The competitions I do are the ones I get invited to. If I’m invited, I like to honour that invitation and be a part of it. But if some of the girls are really competitive, I don’t like the hassling. I don’t really have that in me, and I’m lucky that I don’t need to. If I’m in a heat with other women I’m cheering on their waves like, “Wheeeee!” I’m much happier being a freesurfer, it just suits me better. Some people are in it for the performance, but I’m in it for the feeling it gives me.
Tell us about your film Obseassion.
It was such a great project and trip, and I’m so happy with the outcome and the message of the film.

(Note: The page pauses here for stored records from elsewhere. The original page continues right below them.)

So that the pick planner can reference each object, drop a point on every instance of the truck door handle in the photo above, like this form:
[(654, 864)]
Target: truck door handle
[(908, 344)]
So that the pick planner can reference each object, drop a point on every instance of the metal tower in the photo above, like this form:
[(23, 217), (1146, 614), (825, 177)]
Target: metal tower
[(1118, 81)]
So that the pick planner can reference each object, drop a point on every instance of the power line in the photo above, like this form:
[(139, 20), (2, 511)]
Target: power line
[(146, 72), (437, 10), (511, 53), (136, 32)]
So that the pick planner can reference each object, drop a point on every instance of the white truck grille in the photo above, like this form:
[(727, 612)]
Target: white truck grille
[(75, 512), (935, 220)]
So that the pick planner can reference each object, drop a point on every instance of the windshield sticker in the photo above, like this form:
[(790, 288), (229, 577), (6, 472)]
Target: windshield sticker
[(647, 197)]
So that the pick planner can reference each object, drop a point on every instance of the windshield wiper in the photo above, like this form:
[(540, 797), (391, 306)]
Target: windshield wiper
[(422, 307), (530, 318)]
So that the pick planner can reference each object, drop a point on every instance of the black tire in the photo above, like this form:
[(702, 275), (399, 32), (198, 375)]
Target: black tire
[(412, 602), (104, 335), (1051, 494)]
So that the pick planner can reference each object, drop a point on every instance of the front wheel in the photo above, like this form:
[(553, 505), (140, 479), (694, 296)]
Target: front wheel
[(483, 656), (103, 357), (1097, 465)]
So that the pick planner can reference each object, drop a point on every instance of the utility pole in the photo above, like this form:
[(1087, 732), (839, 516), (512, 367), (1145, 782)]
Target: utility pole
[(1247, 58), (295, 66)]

The idea was to do a women’s surf film in Europe, so we did a road trip from the Basque Country in France, through Spain and Portugal. I picked five friends of mine to feature. The idea was not to show the famous chicks, the ones we see in magazines who we already know. I just wanted to feature women who are truly passionate about surfing and do everything they can in their lives to be able to surf the most they can. Often the people who get featured in magazines and films have a certain look, but I just want to show real women with a real story to tell. In France we have a phrase “surfeur du Dimanche” – the Sunday surfer. These people they only surf one day a week and that’s great. But that’s not who I wanted to feature. I wanted to feature the kind of women who get out there no matter what.
Looking ahead, do you have more travel lined up?
I love travelling and I have a few projects following on from the film. I’m planning a few trips for 2024, and one of them will be another filming trip on the south island of New Zealand. I want to do a winter one, so I’m going to go freeze my arse off over there! I’m very excited about it! And then a few longboard surf coaching retreats in the Maldives, Lombok, Australia and Morocco.